Those were the days
For a blast from the past, tune in to TV Land's New York offices by HLW International
Monica Geran -- Interior Design, 5/1/2003 12:00:00 AM
Reality TV may have rocketed to the top of the Nielsen ratings lately. When it comes to staying power, though, all bets are on the nostalgia shows. One of the biggest names in the biz is TV Land, an MTV Networks division that promotes and broadcasts classic American sitcoms. In addition to airing I Love Lucy, Happy Days, and Gilligan's Island, the network has preserved TV's glory days by hiring HLW International to design a New York headquarters that's a living testament to the history of the medium.
Having previously designed offices for MTV Networks, HLW partner and design director John C. Mack was quite familiar with the client's wants and wonts. "Our learning curve was greatly diminished with respect to building and planning," he says. Since efficiency, adjacency, mobility, and other mundane issues had already been hammered out, he explains, the firm was able to "tap into TV Land's heart and soul," capturing the humor and drama of TV's golden age.

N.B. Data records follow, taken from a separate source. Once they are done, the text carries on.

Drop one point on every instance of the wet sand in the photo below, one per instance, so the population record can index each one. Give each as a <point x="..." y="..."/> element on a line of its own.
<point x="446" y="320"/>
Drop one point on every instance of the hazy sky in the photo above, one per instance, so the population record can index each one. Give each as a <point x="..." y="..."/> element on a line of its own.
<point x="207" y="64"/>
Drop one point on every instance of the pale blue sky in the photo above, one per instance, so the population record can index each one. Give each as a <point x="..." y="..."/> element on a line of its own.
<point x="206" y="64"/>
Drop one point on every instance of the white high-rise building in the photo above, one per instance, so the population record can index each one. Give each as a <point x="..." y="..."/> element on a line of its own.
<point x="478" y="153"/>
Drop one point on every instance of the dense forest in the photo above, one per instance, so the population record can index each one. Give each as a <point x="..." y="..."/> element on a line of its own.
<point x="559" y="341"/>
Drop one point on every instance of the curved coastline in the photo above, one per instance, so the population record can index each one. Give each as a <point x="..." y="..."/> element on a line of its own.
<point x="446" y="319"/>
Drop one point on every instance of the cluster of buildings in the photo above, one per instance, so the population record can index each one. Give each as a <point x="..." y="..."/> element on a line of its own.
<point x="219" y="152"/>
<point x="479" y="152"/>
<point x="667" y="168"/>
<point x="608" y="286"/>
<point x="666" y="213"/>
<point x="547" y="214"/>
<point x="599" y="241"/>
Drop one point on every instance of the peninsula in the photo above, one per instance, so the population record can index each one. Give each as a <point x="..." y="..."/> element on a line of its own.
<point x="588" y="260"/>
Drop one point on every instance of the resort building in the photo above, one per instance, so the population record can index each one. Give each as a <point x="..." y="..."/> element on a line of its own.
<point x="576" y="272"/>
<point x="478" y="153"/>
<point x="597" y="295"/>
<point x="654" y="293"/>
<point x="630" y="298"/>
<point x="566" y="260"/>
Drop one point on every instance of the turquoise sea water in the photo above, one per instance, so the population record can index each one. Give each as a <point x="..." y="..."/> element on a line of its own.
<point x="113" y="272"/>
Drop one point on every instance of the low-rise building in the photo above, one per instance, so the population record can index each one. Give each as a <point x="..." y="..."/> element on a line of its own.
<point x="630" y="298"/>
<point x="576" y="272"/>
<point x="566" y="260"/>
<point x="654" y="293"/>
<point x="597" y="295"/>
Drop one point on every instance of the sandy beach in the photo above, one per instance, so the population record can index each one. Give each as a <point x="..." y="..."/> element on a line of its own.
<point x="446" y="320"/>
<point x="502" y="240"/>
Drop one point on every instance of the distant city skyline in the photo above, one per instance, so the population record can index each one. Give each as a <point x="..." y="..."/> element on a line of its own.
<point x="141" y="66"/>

The resultant 30,000-square-foot interior greets visitors with a ready-for-prime-time statement. Sweeping across the elevator lobby is a 75-foot-long zebrawood-veneered MDF canopy secured to the core wall by aircraft cables. Directly overhead, cutouts in the canopy frame recessed fixtures that cast monitor-shape pools of light on the vinyl floor.
This funky entry sequence leads to a glass-enshrined vignette from the original Honeymooners set. It's a dingy 1950s kitchen, complete with checkerboard linoleum, gas stove, and icebox. On the back wall is a smiling cartooned image of character Ralph Kramden.
Public areas likewise channel the past, with an assortment of mid-century furnishings and retro-inspired treatments. Witness the lobby, with overscale white vinyl-upholstered club chairs by Roberto Romanello and circle-motif carpet in the fiery crimson of TV Land's logo. "The red creates an anchor," explains senior associate Kimberly Sacramone.
The accent color repeats everywhere from copy-room enclosures to the staff café. Even the 12-by-24-foot boardroom gets in on the action, courtesy of a red-painted ceiling inset with oversize convex overheads, 4 feet in diameter. Underfoot stretches a swath of black rolled-vinyl flooring. The doors, conference table, and credenza are veneered in the same striated zebrawood as the entrance canopy. The wall between the boardroom and hallway is mostly clear glass, but a measure of visual privacy is provided by a large central lozenge in translucent etched glass.
Days of yore come to life in the four corner meeting zones, all comprising a conference room and a lounge outfitted like a living room. Each zone highlights a different decade, from the 1940s to the 1970s. The 1940s conference room, for instance, features period-specific velvet-covered chairs and a suspended translucent-glass shallow-dish light fixture illuminating the circular mahogany-topped table. The 1950s zone is pure rec room, with a geometric-patterned carpet, Isamu Noguchi seating and tables, and a groovy aluminum vintage lamp. A '50s-inspired brushed-aluminum chandelier by contemporary designer David Weeks hangs above a conference table graced by a vintage antenna. In the 1960s zone, George Nelson's Bubble lamps and Marshmallow sofa, Pierre Paulin's curvy 437 chairs, a Pedestal table by Eero Saarinen, and contemporary op-art wallpaper by Laurinda Spear transport staff and guests to the era of The Dick Van Dyke Show. In the fourth and final zone, kooky geometrics and dark mahogany furniture switch the channel to 1970s swank.
Breaking from the period theme are offices and work areas, sited along window walls. Custom workstations have maple partitions, overhead storage fronted in reinforced-acrylic panels, and ample shelf and drawer space offering maximum flexibility. Balancing modern convenience with timelessness, the system ensures that TV Land's office will age as well as any Leave It To Beaver episode.